Helping people get into the spirit of groovier times, the week will feature a variety of events including the Edmonton Queer History Bus Tour hosted by Darrin Hagen. Also lined up is a screening of Resident Alien, the classic doc about queer icon Quentin Crisp, as part of Queer Images.
Pride will kick off with the HIV Edmonton Pride Awards where local members of the queer community will be honoured for their involvement in the community.
But the increasing success of Pride comes with greater expectations for the nine-day event. Event promoter Sean Thompson says he would like more events that offer an alternative to the bar scene.

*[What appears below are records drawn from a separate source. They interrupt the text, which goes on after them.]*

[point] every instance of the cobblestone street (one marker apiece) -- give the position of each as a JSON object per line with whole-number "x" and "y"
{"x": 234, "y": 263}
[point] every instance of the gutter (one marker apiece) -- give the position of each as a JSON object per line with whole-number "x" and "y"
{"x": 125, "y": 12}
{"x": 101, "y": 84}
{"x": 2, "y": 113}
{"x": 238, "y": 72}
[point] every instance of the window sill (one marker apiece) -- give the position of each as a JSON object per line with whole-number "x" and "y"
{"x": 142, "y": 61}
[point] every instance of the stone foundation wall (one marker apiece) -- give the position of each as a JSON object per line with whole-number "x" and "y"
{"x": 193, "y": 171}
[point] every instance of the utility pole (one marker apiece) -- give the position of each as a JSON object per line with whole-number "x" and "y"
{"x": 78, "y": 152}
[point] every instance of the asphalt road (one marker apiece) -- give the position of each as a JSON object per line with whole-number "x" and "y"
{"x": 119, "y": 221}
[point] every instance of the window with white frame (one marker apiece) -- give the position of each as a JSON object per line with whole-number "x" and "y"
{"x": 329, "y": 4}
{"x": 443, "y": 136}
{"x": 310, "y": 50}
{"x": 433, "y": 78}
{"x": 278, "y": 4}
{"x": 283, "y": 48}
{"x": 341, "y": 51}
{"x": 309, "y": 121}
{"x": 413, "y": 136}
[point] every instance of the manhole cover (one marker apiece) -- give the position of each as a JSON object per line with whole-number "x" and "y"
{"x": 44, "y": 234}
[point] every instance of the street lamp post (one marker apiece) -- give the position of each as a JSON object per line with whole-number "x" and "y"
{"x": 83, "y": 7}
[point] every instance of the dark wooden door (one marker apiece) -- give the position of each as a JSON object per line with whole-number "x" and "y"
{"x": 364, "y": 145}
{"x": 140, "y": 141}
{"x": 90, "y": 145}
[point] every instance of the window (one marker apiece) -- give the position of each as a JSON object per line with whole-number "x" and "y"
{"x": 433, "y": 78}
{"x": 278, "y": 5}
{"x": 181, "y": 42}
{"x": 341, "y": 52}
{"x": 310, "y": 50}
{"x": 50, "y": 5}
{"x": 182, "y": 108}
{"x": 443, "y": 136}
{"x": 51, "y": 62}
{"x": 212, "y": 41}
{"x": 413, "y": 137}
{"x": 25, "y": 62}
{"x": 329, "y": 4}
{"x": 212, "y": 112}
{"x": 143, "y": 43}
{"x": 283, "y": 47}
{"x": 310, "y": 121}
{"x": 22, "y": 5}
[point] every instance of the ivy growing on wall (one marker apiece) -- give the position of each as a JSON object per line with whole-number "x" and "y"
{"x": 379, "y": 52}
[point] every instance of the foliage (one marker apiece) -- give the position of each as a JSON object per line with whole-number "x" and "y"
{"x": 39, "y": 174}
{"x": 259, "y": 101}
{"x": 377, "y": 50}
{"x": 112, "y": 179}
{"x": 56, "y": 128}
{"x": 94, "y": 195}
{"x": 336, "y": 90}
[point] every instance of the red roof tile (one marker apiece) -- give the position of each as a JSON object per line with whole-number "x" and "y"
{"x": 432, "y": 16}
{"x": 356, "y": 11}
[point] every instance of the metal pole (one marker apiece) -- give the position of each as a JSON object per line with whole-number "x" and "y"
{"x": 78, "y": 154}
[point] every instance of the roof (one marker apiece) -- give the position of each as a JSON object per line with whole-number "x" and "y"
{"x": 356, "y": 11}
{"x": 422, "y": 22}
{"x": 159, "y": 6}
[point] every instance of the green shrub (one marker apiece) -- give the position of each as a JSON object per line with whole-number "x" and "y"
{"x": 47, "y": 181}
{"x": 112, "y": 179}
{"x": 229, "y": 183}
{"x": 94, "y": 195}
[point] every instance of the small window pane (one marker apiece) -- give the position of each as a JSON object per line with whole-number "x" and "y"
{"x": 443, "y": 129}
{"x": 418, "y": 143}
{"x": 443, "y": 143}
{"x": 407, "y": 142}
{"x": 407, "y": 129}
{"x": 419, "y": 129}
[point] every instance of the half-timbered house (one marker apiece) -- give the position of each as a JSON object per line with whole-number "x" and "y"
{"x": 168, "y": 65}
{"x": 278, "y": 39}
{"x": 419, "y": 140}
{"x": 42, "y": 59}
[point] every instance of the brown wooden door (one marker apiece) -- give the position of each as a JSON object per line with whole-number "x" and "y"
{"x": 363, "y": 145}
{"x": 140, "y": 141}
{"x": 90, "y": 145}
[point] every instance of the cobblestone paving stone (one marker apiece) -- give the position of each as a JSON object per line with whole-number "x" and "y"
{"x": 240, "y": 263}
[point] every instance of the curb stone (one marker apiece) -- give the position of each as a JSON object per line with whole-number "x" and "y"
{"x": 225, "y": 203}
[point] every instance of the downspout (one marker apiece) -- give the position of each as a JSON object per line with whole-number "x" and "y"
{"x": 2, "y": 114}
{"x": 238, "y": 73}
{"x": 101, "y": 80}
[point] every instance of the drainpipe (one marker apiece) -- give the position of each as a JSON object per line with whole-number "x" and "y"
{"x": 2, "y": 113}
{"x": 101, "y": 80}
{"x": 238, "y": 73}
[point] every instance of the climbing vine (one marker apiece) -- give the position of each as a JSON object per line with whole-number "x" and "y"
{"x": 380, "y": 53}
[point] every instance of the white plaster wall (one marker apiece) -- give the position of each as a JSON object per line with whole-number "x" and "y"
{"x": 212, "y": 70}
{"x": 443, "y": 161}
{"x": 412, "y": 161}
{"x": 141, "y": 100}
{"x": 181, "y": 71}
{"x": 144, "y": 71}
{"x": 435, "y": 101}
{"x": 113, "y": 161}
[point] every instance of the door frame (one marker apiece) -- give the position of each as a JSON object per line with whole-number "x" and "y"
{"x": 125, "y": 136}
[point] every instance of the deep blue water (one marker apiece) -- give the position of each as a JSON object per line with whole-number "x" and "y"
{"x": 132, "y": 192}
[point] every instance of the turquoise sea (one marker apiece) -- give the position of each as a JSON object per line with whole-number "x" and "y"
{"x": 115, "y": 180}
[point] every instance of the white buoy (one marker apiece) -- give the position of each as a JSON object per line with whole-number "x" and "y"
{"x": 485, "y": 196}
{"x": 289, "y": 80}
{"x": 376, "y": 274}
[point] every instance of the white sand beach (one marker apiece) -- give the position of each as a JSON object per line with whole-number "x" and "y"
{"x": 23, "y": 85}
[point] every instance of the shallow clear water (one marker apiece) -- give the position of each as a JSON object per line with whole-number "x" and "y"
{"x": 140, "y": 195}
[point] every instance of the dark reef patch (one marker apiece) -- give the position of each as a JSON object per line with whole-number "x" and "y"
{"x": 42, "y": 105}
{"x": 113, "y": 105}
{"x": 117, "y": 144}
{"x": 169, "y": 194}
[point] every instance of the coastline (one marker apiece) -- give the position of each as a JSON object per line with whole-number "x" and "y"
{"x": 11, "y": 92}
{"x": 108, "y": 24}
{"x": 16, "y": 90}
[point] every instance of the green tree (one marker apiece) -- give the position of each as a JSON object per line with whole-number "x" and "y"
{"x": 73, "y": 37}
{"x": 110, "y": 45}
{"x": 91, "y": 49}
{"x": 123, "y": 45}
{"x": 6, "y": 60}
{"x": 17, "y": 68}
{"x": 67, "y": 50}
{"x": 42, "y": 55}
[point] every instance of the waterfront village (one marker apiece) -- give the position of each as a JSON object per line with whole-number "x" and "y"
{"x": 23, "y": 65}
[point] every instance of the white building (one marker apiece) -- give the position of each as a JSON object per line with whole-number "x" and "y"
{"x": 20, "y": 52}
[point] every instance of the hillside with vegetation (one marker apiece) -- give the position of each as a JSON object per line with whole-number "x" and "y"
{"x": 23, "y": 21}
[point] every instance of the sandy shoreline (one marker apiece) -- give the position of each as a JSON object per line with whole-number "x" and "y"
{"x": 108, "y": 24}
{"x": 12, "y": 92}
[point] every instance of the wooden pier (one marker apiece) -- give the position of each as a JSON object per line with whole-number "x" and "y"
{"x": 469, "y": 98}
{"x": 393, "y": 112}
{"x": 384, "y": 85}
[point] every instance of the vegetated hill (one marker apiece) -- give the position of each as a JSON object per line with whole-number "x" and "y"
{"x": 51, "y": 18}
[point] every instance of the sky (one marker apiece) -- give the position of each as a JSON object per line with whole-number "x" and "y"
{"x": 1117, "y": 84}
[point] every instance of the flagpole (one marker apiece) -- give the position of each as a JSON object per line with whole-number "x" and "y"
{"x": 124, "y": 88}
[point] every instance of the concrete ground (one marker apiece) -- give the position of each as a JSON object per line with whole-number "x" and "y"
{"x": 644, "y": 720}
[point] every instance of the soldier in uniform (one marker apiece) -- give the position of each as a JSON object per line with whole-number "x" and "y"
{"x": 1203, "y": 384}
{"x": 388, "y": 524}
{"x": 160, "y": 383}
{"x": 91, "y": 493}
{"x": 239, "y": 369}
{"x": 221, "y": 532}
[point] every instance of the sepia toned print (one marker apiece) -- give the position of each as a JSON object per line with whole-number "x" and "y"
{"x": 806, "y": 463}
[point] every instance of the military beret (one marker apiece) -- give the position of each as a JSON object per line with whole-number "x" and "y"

His frustration is not aimed solely at the Pride Week Society but at the community large. “People need to take more initiative,” Thompson explains. “People are just waiting for interesting things to happen but they need to go out and create it. Diversity is right there, you just have to kick start it.”
Over a year ago, Thompson started a monthly Beers for Queers night at The Empress on Whyte Ave, a hip street not known for being overly welcoming to the queer community.
Earlier this month when he tried to get Beers for Queers on the Pride calendar he was met with resistance. For events to be listed on the Edmonton Pride Week Society’s calendar the event host needs to be a Pride sponsor. To be listed for free on the calendar the event needs to either be unique to Pride or hosted by a non-profit community group. Thompson says this punishes for small upstarts and diverse ideas.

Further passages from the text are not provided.